1

I tried my best to think of a name of this question, I'll change it if I can get some terminology to help

Best way I can describe it is this

obj1 = {
    "a":{"var":1},
    "b":{"var":2},
    "c":{"var":3}
}

// What's the difference between
resulta = obj1['a']['var']

// and...
resultb = obj1.a.var

So, what's the difference between using [''] and . ?

I realize you can only use . to run functions, but is that the only difference?

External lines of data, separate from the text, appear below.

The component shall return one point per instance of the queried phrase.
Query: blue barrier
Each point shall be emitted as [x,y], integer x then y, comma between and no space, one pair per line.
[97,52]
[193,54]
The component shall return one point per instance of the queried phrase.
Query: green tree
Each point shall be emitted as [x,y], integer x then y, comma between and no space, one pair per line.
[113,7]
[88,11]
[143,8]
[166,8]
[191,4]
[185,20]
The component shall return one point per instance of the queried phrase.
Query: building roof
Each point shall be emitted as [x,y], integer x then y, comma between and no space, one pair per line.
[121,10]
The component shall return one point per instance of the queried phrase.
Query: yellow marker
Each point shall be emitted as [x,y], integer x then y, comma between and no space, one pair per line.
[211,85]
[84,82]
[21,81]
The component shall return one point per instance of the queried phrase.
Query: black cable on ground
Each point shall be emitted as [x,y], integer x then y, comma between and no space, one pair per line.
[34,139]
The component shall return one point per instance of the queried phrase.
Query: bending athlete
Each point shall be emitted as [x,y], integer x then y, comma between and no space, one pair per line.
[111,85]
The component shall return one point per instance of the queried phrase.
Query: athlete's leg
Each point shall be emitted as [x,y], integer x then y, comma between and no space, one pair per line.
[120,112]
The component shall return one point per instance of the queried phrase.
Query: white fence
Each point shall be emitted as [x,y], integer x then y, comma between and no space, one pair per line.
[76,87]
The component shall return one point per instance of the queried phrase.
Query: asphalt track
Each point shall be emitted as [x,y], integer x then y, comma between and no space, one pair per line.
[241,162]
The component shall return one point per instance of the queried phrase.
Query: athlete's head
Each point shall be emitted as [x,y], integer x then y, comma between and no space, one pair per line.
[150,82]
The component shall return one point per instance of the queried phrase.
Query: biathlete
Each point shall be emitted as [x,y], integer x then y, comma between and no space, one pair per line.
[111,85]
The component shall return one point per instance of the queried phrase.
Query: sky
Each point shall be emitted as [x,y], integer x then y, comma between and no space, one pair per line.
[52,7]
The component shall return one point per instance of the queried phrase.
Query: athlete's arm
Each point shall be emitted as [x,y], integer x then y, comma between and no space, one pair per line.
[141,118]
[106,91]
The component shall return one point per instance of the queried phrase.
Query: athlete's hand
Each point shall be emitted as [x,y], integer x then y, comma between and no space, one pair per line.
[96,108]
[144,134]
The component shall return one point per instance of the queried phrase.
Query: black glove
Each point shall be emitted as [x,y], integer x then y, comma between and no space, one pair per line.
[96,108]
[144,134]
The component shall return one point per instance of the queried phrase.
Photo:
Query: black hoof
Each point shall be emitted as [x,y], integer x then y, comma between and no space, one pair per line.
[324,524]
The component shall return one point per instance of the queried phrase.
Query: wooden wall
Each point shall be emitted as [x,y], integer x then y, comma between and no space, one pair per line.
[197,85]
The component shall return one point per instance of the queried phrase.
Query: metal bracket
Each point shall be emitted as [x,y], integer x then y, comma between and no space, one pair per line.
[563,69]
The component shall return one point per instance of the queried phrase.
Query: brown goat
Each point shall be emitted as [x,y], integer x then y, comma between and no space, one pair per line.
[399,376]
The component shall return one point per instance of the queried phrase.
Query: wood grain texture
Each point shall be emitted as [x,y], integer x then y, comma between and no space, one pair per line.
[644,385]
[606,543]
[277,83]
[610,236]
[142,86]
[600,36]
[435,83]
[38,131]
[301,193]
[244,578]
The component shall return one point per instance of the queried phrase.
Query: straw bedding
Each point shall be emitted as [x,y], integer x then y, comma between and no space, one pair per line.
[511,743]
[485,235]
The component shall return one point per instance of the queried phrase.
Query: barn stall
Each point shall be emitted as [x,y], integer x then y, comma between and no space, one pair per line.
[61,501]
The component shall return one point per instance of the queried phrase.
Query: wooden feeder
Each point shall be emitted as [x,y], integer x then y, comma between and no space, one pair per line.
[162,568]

Is one method faster than the other? (even a little?)

nnnnnn
  • 147,572
  • 30
  • 200
  • 241
iNk
  • 83
  • 11
  • 1
    You can call functions using array accessors: `var obj = {someFunc: function() { console.log('hi'); }};` - `obj['someFunc']();` works just fine. – dontGoPlastic May 14 '12 at 22:17

3 Answers3

1

The first method with square brackets is handy if you're dynamically building your object's property keys:

var myDynamicKey = "a";
var result = obj[myDynamicKey]["var"];
var result = obj["someOtherKey_" + myDynamicKey]["var"];

The second one is definitely preferred if you know what the properties are in advance.

Note you can mix and match them:

var result = obj[myDynamicKey].var;

I'd be willing to bet that accessing properties using dot notation is faster, but I have no actual data to support that.

dontGoPlastic
  • 1,772
  • 14
  • 22
1

If you use the [''] then you can pass the name of the key in as a dynamic variable... which can change at run time. If you use the .key.key method, then you have to know at build time what the keys are.

Example:

var keys = ['name','phone','email'];
var object = {"name": ,"phone": , "email"};
function updateKeys(name,phone,email){
    for(var i = 0; i < keys; i++){
        object[keys[i]] = arguments[i]
    }
}

vs

function updateKeys(name, phone, email){
    object.name = name; 
    object.phone = phone;
    object.email = email
}

The [''] way is much more flexible and allows for more code resuse. Most libraries will use this, or some homegrown replacement of the [''] way of doing things.

frosty
  • 21,036
  • 7
  • 52
  • 74
0

There are various websites with information about this.

http://www.quirksmode.org/js/associative.html
or
http://www.hunlock.com/blogs/Mastering_JSON_(_JavaScript_Object_Notation_)
or
http://www.mongodb.org/display/DOCS/Dot+Notation+(Reaching+into+Objects)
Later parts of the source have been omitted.